Multinomial baseline-category
logit models are a generalisation of logistic regression, that allow to
model not only binary or dichotomous responses, but also polychotomous
responses. In addition, they allow to model responses in the form of
counts that have a pre-determined sum. These models are described in
Agresti (2002). Estimating these models is
also supported by the function multinom()
in the R
package “nnet” (Venables and Ripley 2002).

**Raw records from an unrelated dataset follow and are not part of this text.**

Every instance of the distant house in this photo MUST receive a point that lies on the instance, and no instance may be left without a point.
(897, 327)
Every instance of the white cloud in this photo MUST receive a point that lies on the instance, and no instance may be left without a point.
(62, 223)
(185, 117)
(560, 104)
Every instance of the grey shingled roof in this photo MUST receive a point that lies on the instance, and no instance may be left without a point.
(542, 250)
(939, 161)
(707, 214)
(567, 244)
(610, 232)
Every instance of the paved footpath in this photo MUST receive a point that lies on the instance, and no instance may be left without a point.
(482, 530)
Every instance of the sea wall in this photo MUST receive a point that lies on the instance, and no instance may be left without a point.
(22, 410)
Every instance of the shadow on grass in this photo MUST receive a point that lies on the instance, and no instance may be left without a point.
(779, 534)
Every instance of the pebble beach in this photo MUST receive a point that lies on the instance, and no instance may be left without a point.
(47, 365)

In the package “mclogit”, the function to estimate these models is
called mblogit()
, which uses the infrastructure for
estimating conditional logit models, exploiting the fact that
baseline-category logit models can be re-expressed as condigional logit
models.
Baseline-category logit models are constructed as follows. Suppose a categorical dependent variable or response with categories j = 1, …, q is observed for individuals i = 1, …, n. Let πij denote the probability that the value of the dependent variable for individual i is equal to j, then the baseline-category logit model takes the form:
$$ \begin{aligned} \pi_{ij} = \begin{cases} \dfrac{\exp(\alpha_{j0}+\alpha_{j1}x_{1i}+\cdots+\alpha_{jr}x_{ri})} {1+\sum_{k>1}\exp(\alpha_{k0}+\alpha_{k1}x_{1i}+\cdots+\alpha_{kr}x_{ri})} & \text{for } j>1\\[20pt] \dfrac{1} {1+\sum_{k>1}\exp(\alpha_{k0}+\alpha_{k1}x_{1i}+\cdots+\alpha_{kr}x_{ri})} & \text{for } j=1 \end{cases} \end{aligned} $$
where the first category (j = 1) is the baseline category.

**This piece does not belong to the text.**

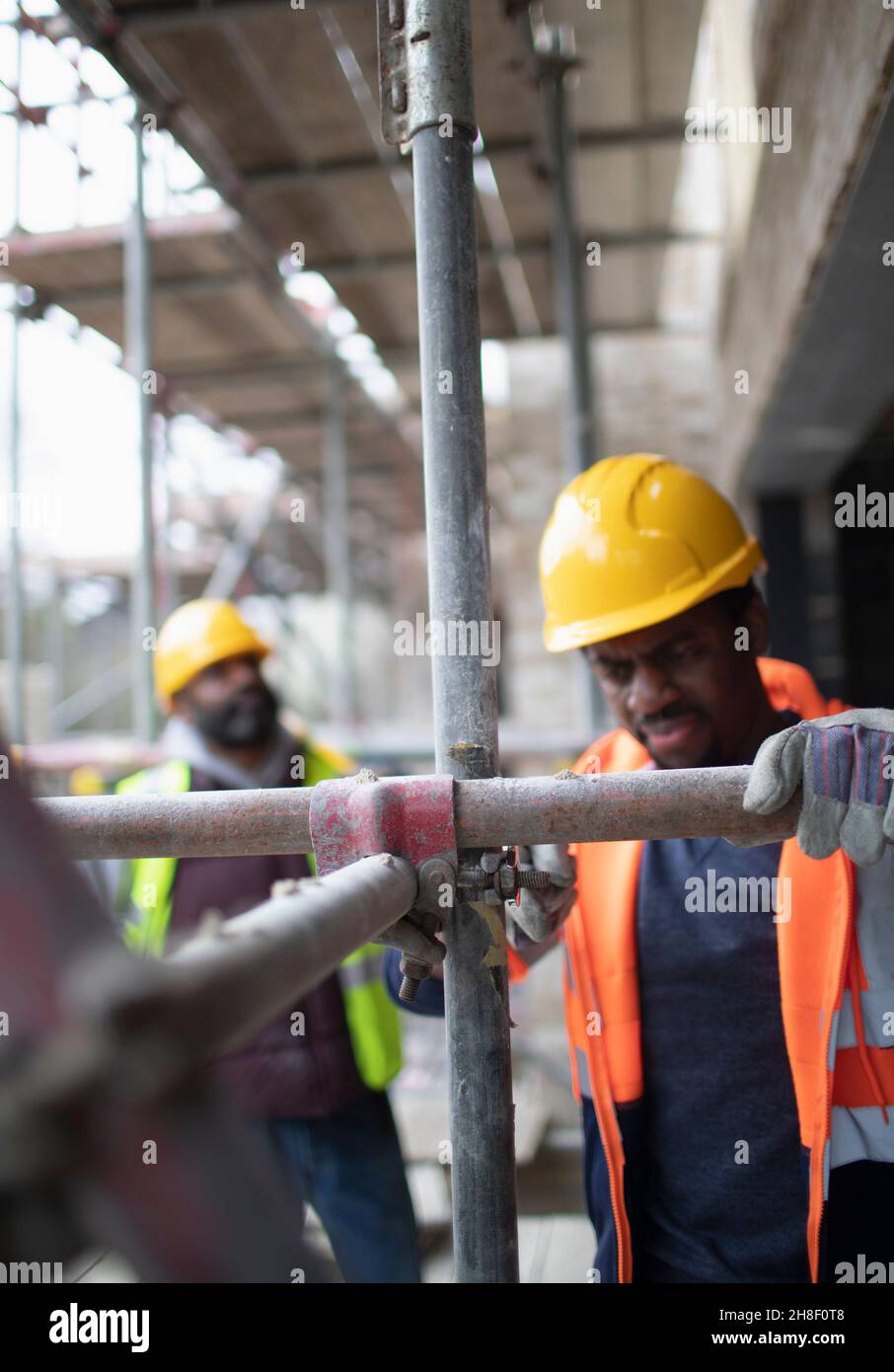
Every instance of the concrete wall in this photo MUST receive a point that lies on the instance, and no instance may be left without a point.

Equivalently, the model can be expressed in terms of log-odds, relative to the baseline-category:
$$ \ln\frac{\pi_{ij}}{\pi_{i1}} = \alpha_{j0}+\alpha_{j1}x_{1i}+\cdots+\alpha_{jr}x_{ri}. $$
Here the relevant parameters of the model are the coefficients αjk which describe how the values of independent variables (numbered k = 1, …, r) affect the relative chances of the response taking a value j versus taking the value 1. Note that there is one coefficient for each independent variable and each response other than the baseline category.